Ari Lennox : age/sex/location Review
Ari Lennox returns and has released a new album titled age/sex/location. Lennox has not released an album for the past three years. Now she brings us a 12-track sophomore release that has her R&B vocals augmented with appearances from Lucky Daye (“Boy Bye”), Summer Walker (“Queen Space”), and Chlöe (“Leak It”), with production from J. Cole, Elite, Jermaine Dupri, Bryan-Michael Cox, J. White Did It, Cardiak, and Organized Noize. “Transitional space. Very vulnerable codependent and validation seeking part of my life,” she wrote. “I remember the countless times I was kicked out of dating apps because they didn’t think I was really myself; it reminded me of those age/sex/location days where I actually wasn’t being myself in those chat rooms,” Lennox notes the album is about healing and the challenges that comes with that process. “No more tip-toeing.
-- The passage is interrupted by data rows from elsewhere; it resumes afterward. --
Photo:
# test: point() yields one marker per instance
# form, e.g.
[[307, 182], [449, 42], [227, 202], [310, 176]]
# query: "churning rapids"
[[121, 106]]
No more docile. Providing grace and compassion to myself. Blocking those that no longer serve me or just literally not responding. Blocking the resistance to heal. Allowing accountability and maturing. Allowing growth to happen. Allowing self-worth and self-love and inner work to happen. Allowing therapy. Allowing dating me to happen. Doing things I like to do whenever I want.”
“POF” has a soft repetitive keyboard figure that matches the rhythmic melody sung by Lennox. Lennox has a soulful voice; her tone fills the airwaves with emotion and sweet soulful sounds. The second time Lennox sings the melody, it would be nice if she would loosen up and add some variations. The backing vocals add interest, especially after the bridge. The drum sounds are fine, but I wonder if a more active beat at the end would push the sound to new heights. Lennox has vocal chops, though; no denying that.
“Hoodie” continues in the same sensual laid-back vibe. The many vocal layers in Lennox’s music are a strong theme. Unfortunately, the backing instruments are very repetitive. I think what a live-working band of musicians that share Lennox’s soulfulness would do for her music. The best parts are when Lennox lets loose at the ending and fills behind the melody with her soulful growls.
Age/sex/location certainly shows that Lennox can sing. However, the backing instruments and sounds could support her soulfulness better, in my opinion. When you think of all the great soul singers of the 60s and 70s, they all had terrific bands. Put Lennox in front of a hard hitting soul unit with real instrument, and it would be scary good!